Not that Gaga needs my defense, but I’m happy to offer it, and an explanation why: She is real. That’s right, the wigs, the egg, the masks, the warehouse’s worth of costumes, the camp-fest that is the “G.U.Y.” video, the applause, applause notwithstanding — yes. In five minutes with this woman you get much closer to something approaching a human being than with the large majority of the personality-challenged mannequins that pass as pop stars in 2014, whose primary job as best I can tell is to look and appear — to use a word popular among the Beyhive — “flawless.”
Give me flaws. Give me “Swine.” And, throw in an actual emotion from time to time. Gaga is not afraid to show her ass, but she also works it off. I surprised her in Austin when I told her — off-camera — that at the end of the day, I thought she was “kind of a conservative.” She laughed. “You just may be the first person who has ever called me that,” she said. What I meant is that she works hard — very hard — with a profoundly traditional work ethic born of doing it herself, because that’s the only way she could make it happen in those LES days when she was left to sink or swim.
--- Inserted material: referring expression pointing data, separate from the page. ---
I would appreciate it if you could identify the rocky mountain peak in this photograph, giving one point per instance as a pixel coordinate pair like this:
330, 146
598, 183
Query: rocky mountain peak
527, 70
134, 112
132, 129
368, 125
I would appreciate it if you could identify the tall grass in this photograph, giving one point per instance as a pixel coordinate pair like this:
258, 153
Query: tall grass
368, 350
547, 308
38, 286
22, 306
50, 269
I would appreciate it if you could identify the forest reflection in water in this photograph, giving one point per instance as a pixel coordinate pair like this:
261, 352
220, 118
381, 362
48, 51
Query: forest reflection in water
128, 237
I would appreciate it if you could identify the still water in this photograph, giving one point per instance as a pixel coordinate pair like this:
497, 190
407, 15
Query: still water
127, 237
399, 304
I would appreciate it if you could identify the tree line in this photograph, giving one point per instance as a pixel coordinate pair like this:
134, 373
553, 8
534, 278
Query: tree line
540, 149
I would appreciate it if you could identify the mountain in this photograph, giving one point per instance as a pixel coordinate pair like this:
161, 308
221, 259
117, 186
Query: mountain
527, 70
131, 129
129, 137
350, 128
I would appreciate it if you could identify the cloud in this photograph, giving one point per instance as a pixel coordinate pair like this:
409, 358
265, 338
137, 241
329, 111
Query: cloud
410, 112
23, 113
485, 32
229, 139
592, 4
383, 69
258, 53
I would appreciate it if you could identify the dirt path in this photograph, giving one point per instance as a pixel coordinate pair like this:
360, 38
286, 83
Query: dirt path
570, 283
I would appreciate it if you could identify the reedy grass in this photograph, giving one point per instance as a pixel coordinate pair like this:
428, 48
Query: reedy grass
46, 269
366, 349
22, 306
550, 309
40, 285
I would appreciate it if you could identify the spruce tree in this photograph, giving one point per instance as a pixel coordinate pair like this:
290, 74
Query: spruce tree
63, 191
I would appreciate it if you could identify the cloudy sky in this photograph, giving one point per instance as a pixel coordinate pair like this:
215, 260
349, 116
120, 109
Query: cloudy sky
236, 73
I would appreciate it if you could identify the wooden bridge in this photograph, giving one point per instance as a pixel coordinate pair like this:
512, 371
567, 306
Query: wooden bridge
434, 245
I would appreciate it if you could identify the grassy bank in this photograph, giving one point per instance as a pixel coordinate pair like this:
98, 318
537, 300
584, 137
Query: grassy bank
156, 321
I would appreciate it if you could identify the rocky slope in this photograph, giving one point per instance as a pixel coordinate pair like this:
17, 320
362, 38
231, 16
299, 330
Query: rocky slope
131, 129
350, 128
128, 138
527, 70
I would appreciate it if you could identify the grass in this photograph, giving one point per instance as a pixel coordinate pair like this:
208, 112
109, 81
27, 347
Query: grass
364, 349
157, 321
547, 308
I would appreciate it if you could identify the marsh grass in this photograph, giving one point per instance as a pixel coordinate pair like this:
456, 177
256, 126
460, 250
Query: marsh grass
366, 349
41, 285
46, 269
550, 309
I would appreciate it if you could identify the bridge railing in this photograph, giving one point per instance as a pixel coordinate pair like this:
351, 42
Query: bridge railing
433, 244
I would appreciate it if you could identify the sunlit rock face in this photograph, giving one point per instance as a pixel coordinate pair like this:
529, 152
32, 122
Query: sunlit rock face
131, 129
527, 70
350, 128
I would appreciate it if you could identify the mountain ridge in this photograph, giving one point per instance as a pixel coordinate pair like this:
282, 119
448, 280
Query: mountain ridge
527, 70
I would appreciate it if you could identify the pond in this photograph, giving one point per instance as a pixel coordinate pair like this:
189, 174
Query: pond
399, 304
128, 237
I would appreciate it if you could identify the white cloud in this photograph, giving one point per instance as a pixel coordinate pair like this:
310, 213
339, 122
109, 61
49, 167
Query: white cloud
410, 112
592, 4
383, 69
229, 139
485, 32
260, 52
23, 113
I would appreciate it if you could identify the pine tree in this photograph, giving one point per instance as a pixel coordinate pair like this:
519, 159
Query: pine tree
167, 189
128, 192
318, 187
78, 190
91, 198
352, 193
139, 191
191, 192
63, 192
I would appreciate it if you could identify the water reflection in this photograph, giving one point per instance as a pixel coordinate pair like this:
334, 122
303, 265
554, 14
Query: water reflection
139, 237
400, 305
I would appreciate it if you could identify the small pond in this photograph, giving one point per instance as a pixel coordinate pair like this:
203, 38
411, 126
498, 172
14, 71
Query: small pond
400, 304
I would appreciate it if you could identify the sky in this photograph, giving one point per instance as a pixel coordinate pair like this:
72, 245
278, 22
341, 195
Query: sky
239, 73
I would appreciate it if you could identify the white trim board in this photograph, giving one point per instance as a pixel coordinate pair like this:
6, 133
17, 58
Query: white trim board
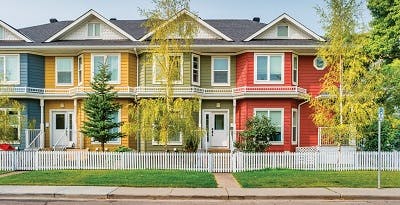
291, 20
82, 18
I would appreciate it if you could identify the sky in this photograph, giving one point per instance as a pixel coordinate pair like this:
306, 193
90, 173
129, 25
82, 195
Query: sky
25, 13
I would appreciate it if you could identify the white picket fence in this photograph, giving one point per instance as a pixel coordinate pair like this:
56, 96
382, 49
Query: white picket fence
204, 162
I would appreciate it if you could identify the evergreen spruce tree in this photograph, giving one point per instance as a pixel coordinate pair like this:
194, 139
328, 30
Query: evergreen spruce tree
99, 108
I firmly believe Gaga is in no danger of sinking. But, even if she were to, she could do so knowing she has given us “Gypsy.” I saved the best for last, because that’s what she does in her current show. One day, I would love for her to break down for me how she, Madeon, Red One, and White Shadow came up with this thrilling track that gets me every time. It’s romantic, it’s rousing, it’s about freedom and companionship and where the two come together. It’s open skies and hope and dreams, it’s “Thunder Road” or “Born to Run” re-imagined as pop. And, it brings to mind something Gaga told me the first time I met her, in 2009. “I hope you’re not one of those people,” she said, “who thinks dance music is just cold.” Truth be told, I kinda-sorta was. But, “Gypsy” gives the lie to that idea. This glorious song and the woman who made it are as warm and human as I could possibly hope for. Lady Gaga — long may she rave.